Qu'est-ce que cela a à voir avec Web3 ? Dans la phase actuelle du capitalisme, la liste des plus grands milliardaires de la planète comprend des noms bien connus de la technologie tels que Elon Musk et Jeff Bezos. Ces personnes font partie de celles qui possèdent les réseaux qui stockent le plus de données personnelles des utilisateurs, que Web3 entend décentraliser. En plus de cela, la finance décentralisée via les réseaux blockchain a tout pour affaiblir également le monopole des grandes banques. En d'autres termes, nous atteignons un degré de développement technologique qui ne s'inscrit plus dans les rapports de production privés existants. Au contraire, les rapports de production existants commencent à entraver de nouveaux développements.
Qu'en est-il des autres piliers de la structure ? Depuis la crise de 2008/2009, la production industrielle américaine stagne, ne dépassant pas le précédent pic de 2002/2009. En fait, la production manufacturière industrielle aux États-Unis et sur le marché mondial au cours de l'année écoulée a chuté, en particulier dans le secteur des biens durables et des moyens de consommation individuels, y compris l'alimentation, tandis que dans le même temps, le secteur américain de la défense et de l'aérospatiale se développe. Pour retrouver leur taux de profit, les capitalistes dépendent de l'exploitation et de l'appauvrissement continus de la classe ouvrière, ce qui, dans ces conditions, tend à générer un mécontentement généralisé. Ce sont des indications qu'il se passe quelque chose dans les rapports de production actuels. Bien qu'il soit caractéristique du capitalisme de traverser des crises cycliques (faim, chômage, guerre), ces moments recèlent les conditions nécessaires à des changements fondamentaux de la société, toujours accompagnés de l'épanouissement des avancées techniques.

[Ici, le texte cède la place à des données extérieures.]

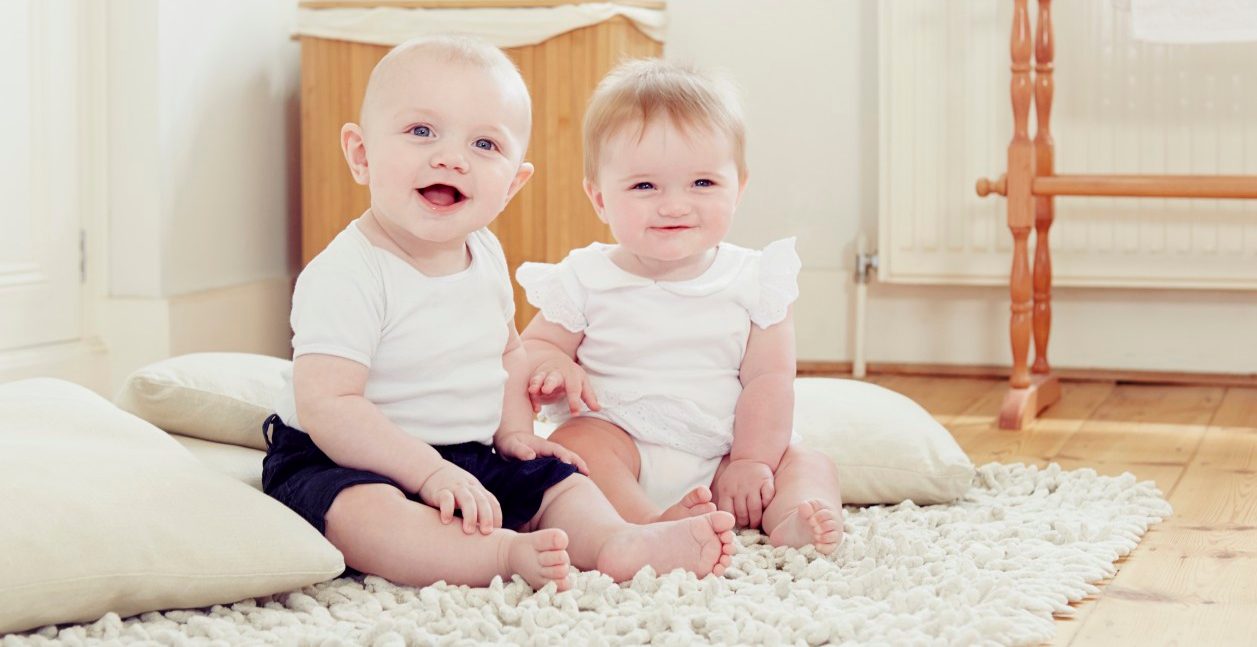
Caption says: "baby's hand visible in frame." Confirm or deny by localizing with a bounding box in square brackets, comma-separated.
[419, 461, 502, 535]
[528, 358, 601, 413]
[493, 431, 590, 476]
[715, 460, 776, 528]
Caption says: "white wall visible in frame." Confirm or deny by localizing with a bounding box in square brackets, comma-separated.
[665, 0, 1257, 373]
[108, 0, 299, 298]
[664, 0, 877, 361]
[93, 0, 300, 391]
[76, 0, 1257, 381]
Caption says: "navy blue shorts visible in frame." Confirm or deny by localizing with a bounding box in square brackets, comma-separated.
[261, 415, 577, 534]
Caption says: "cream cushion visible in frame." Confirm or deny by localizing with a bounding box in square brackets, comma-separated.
[170, 433, 266, 492]
[0, 378, 344, 633]
[114, 353, 293, 450]
[794, 377, 973, 505]
[537, 377, 973, 505]
[118, 353, 973, 505]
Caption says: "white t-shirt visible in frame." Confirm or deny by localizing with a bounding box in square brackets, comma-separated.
[275, 221, 515, 445]
[515, 239, 802, 457]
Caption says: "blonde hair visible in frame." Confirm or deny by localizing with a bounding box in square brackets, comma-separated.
[358, 35, 533, 138]
[585, 59, 747, 181]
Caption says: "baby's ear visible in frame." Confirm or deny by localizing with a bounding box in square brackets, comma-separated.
[583, 177, 607, 222]
[507, 162, 534, 202]
[341, 123, 371, 186]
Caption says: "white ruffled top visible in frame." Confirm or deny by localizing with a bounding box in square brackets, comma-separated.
[515, 237, 802, 457]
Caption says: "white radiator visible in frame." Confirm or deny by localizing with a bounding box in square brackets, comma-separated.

Web3 joue certainement un rôle central dans ce scénario. Il a le potentiel d'être un instrument d'émancipation, selon la façon dont il est utilisé. Les grandes entreprises qui centralisent les données des utilisateurs ces jours-ci se précipitent pour développer davantage l'IA, le métaverse, et en général, pour intégrer d'une manière ou d'une autre le Web3. Et bien qu'une conciliation entre Web2 et Web3 semble paradoxale, il faut rappeler que la décentralisation elle-même n'implique pas immédiatement la non-ingérence des tiers ou la non-domination de quelques-uns. A commencer par les négociations et acquisitions qui ont déjà lieu entre grandes entreprises et marques du métaverse, alors qu'une partie de la population n'est même pas au courant de ce mécanisme.
De plus, les volontés des gens peuvent être orientées vers les intérêts des grandes entreprises du monde réel, puisque l'existence d'un domaine virtuel ne sera jamais isolée. Tout comme notre esprit a besoin de notre corps en tant que véhicule, l'IA a besoin de notre corps et de notre esprit - et cela doit être rappelé chaque fois que nous avons des doutes sur qui contrôle. Web3 ne doit pas être craint mais contesté. Votre espace et votre commandement doivent être alignés sur un avenir où les progrès technologiques sont en faveur des gens, ou, comme dirait Brecht :
vos nouvelles machines ne représenteront que de nouveaux moyens d'oppression. Avec le temps, vous découvrirez peut-être tout ce qui reste à découvrir, et votre progression ne sera qu'une progression loin de l'humanité.